In the imperfect survey, which has now been taken, of the nature and process of civilization, we have found an inherent and radical weakness in what we denominate its natural forces and elements. We have seen that no form of society contains, of itself, any principle of permanent self-support and self-conservation. The impressive lesson is again enforced,—that a Divine overruling influence must descend into the circle of human efforts and natural forces, to secure a permanent success and to preserve a lasting elevation. The Christian Religion, as tested in reason or in history, is the single power which is adequate to strengthen the weakness and overcome the evils which attend the progress and conflict of civilization. This alone discloses to the mind and impresses upon the heart those "truths deep as the centre" which are connected with man's origin and destiny. Other influences are mighty; this alone is invincible. Other forces may build up society; this alone can preserve and perpetuate it. The lofty truths of Philosophy can ennoble and dignify; but the solemn truths of Religion can alone re-create and sanctify.
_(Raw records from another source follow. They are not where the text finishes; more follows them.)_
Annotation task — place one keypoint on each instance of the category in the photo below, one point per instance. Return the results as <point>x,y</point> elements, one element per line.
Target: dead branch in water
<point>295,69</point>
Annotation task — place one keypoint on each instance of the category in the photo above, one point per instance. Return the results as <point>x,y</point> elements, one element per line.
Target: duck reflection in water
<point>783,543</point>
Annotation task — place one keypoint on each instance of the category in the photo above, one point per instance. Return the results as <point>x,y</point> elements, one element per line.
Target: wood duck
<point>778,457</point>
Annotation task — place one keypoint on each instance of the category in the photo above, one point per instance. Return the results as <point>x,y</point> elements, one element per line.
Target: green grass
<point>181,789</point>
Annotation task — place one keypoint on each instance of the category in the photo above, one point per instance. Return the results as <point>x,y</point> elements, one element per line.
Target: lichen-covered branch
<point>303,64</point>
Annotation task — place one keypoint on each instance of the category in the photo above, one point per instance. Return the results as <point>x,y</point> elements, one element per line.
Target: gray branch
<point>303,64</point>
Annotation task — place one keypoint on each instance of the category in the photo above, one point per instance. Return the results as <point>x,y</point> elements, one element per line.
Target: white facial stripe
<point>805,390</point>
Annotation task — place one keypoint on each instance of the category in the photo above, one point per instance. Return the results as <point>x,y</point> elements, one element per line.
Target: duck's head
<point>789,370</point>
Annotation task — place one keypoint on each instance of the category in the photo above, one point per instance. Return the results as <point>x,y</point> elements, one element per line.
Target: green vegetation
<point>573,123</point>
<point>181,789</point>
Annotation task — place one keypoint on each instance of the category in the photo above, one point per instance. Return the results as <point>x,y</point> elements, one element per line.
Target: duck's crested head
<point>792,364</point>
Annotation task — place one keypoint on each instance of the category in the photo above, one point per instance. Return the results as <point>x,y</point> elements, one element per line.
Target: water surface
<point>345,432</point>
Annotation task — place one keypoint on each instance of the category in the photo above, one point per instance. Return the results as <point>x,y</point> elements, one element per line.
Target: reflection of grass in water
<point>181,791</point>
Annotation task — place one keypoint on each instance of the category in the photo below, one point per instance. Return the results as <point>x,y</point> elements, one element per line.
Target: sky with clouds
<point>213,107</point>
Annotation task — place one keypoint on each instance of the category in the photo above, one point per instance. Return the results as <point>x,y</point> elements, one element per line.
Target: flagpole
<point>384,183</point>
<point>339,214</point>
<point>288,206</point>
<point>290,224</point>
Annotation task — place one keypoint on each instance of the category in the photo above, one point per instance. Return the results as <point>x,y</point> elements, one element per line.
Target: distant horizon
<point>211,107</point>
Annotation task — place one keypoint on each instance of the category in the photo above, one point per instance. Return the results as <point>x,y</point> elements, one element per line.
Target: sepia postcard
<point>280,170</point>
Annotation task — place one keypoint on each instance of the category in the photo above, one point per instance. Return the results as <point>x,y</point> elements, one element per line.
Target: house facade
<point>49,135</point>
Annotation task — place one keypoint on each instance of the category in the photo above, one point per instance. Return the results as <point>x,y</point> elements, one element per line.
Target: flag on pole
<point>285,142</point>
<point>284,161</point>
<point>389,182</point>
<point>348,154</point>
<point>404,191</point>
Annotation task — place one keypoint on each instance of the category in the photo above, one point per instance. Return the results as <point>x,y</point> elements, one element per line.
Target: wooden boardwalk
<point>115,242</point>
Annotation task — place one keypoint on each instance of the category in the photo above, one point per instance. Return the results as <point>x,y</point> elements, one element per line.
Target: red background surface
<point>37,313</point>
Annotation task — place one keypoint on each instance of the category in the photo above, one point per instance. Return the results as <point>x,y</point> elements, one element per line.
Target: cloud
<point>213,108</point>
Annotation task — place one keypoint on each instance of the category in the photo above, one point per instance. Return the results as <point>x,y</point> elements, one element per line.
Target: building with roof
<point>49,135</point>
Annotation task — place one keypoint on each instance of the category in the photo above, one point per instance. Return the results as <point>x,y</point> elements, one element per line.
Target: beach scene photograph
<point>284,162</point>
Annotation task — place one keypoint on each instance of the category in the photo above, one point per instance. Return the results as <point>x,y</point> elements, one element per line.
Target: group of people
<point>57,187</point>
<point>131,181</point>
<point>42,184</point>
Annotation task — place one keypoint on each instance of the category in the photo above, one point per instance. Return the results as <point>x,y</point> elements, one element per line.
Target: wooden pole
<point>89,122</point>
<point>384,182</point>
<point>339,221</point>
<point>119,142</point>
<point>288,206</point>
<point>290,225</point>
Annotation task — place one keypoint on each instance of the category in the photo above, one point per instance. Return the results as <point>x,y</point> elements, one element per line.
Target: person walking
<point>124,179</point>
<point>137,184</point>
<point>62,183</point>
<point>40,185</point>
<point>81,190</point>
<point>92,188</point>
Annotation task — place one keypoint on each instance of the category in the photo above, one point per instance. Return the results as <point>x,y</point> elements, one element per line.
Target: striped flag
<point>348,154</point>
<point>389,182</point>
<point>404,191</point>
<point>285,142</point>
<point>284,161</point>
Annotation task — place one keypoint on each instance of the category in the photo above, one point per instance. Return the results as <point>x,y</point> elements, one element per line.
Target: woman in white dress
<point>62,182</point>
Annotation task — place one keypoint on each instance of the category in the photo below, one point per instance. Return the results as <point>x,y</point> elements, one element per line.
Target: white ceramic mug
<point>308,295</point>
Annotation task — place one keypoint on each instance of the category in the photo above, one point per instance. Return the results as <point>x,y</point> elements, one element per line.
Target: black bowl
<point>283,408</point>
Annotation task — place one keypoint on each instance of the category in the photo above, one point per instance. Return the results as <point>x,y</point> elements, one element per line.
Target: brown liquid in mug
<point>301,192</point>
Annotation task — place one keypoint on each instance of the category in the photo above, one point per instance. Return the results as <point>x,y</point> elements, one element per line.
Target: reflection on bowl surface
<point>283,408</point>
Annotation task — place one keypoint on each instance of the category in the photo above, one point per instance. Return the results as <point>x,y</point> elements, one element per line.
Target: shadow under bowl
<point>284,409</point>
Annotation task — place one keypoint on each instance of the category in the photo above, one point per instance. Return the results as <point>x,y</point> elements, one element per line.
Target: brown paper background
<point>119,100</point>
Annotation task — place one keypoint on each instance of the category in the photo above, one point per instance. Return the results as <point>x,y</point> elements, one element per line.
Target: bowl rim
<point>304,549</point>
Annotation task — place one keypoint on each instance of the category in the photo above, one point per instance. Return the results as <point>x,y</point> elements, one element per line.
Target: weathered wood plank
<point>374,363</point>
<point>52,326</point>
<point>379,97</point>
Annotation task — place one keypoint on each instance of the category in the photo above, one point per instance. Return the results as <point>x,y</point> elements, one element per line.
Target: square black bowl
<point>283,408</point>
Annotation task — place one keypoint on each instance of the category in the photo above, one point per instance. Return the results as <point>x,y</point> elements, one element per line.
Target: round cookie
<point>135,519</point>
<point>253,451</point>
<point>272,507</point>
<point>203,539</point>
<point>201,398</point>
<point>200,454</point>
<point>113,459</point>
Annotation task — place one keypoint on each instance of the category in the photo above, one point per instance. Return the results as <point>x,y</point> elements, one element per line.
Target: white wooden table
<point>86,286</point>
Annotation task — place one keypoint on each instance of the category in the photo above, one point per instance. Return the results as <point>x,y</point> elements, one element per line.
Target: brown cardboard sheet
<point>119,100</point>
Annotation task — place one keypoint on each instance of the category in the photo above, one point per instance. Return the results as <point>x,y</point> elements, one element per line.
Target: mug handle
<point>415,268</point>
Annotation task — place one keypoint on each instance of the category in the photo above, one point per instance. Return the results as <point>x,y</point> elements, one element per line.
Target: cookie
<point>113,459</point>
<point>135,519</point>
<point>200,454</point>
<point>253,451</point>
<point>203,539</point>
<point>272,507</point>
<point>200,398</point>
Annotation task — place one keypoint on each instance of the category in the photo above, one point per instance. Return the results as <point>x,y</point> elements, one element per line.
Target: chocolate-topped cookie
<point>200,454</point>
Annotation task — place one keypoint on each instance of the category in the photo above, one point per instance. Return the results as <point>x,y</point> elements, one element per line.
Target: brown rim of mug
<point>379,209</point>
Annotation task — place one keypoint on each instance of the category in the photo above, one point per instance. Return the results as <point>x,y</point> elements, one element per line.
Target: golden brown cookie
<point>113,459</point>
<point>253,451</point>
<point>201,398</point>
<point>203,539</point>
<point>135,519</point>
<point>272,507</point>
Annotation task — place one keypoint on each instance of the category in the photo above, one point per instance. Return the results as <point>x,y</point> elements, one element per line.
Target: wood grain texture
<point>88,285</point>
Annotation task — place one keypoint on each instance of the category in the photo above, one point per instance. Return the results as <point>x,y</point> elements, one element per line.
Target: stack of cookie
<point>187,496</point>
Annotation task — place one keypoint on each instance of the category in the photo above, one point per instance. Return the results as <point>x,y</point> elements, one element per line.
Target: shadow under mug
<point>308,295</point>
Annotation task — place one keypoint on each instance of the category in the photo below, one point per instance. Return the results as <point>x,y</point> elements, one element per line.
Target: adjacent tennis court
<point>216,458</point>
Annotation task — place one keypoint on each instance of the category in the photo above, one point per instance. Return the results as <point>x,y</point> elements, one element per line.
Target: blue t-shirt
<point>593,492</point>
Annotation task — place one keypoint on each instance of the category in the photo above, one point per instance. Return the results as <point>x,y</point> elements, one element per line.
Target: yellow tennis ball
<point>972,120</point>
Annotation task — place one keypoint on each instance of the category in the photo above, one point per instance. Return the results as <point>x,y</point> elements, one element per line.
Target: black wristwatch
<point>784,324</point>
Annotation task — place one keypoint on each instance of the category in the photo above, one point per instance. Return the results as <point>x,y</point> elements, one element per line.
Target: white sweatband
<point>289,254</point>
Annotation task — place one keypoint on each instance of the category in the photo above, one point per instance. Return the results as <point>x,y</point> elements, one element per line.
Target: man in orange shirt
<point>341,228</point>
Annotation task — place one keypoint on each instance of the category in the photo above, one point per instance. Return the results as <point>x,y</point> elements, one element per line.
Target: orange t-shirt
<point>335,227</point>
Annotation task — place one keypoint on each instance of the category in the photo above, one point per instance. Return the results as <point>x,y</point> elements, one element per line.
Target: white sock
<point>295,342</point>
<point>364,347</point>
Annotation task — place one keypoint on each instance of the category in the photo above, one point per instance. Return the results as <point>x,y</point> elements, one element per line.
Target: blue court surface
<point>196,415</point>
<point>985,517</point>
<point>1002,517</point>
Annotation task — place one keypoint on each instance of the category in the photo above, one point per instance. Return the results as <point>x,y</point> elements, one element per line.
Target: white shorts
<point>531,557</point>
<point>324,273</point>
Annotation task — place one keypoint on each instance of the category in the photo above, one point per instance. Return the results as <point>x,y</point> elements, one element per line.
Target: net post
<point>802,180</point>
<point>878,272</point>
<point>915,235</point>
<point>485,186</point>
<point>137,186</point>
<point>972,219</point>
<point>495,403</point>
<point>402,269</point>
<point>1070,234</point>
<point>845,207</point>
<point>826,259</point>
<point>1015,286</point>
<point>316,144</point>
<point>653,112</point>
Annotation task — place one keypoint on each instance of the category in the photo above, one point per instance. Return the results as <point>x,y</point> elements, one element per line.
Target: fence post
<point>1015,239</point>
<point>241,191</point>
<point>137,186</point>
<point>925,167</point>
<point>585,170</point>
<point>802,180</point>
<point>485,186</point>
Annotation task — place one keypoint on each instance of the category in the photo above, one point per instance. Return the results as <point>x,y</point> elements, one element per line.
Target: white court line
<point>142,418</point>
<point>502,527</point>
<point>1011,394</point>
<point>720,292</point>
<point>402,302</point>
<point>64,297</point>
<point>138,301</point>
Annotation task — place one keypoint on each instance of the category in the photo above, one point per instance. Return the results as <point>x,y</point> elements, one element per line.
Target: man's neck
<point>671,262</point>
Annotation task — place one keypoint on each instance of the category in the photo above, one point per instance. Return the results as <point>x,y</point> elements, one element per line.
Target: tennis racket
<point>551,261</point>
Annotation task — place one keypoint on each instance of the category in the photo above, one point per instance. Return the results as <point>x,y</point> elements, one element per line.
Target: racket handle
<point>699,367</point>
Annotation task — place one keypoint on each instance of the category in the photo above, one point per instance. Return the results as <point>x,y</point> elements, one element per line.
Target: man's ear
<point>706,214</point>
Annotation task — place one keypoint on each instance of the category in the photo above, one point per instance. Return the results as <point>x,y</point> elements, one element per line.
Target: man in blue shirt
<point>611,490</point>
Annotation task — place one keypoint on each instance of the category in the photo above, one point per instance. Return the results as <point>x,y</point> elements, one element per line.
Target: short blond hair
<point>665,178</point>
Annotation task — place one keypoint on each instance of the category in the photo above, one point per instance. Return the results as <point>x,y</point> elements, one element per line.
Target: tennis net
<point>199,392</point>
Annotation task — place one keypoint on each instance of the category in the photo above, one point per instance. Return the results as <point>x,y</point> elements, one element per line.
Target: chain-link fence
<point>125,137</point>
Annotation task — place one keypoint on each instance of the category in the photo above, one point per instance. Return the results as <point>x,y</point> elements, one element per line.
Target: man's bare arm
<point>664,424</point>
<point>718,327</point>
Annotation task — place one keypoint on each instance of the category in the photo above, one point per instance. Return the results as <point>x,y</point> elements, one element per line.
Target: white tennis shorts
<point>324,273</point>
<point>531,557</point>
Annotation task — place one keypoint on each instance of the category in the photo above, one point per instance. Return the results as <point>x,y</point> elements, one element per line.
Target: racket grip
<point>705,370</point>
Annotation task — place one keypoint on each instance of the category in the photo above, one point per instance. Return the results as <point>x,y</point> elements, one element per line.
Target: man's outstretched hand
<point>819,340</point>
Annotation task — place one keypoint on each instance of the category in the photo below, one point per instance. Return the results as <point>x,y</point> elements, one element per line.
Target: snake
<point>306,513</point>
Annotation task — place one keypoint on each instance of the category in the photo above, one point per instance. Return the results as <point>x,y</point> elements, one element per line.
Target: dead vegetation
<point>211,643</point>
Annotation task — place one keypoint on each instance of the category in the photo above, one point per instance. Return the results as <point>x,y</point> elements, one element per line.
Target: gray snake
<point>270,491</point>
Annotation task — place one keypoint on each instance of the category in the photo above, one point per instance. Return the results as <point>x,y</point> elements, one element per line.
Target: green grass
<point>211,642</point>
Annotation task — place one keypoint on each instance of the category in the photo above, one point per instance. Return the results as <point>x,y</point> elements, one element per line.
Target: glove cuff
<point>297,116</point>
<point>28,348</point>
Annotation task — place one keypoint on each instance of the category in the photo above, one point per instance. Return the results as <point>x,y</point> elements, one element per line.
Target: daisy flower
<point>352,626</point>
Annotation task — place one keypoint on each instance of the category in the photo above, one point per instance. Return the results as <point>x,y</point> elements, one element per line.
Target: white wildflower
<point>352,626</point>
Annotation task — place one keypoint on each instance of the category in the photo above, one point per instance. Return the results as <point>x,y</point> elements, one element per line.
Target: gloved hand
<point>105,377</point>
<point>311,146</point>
It gives to the State its highest authority and most august sanctions, as an organism with God for its author, the good of all for its end, and for which, in the light of reason and conscience, a man may lay down his lfe. In disclosing the true

ideal of the State, and enforcing the sacredness of human rights, Christianity furnishes the permanent and highest incentives to an earnest and vigilant Public Spirit, while, in the accord of its spiritual faith with human freedom, the Church and the State become, at last, harmonious parts in the beautiful unity of a Divine plan.

Civilization, gathering to itself the strength of such motives and the benignity of such influences, shall become pure and strong, refined and permanent. It shall outlast the conflicts of earth, and fade away only into the brighter glory and higher life of an eternal kingdom.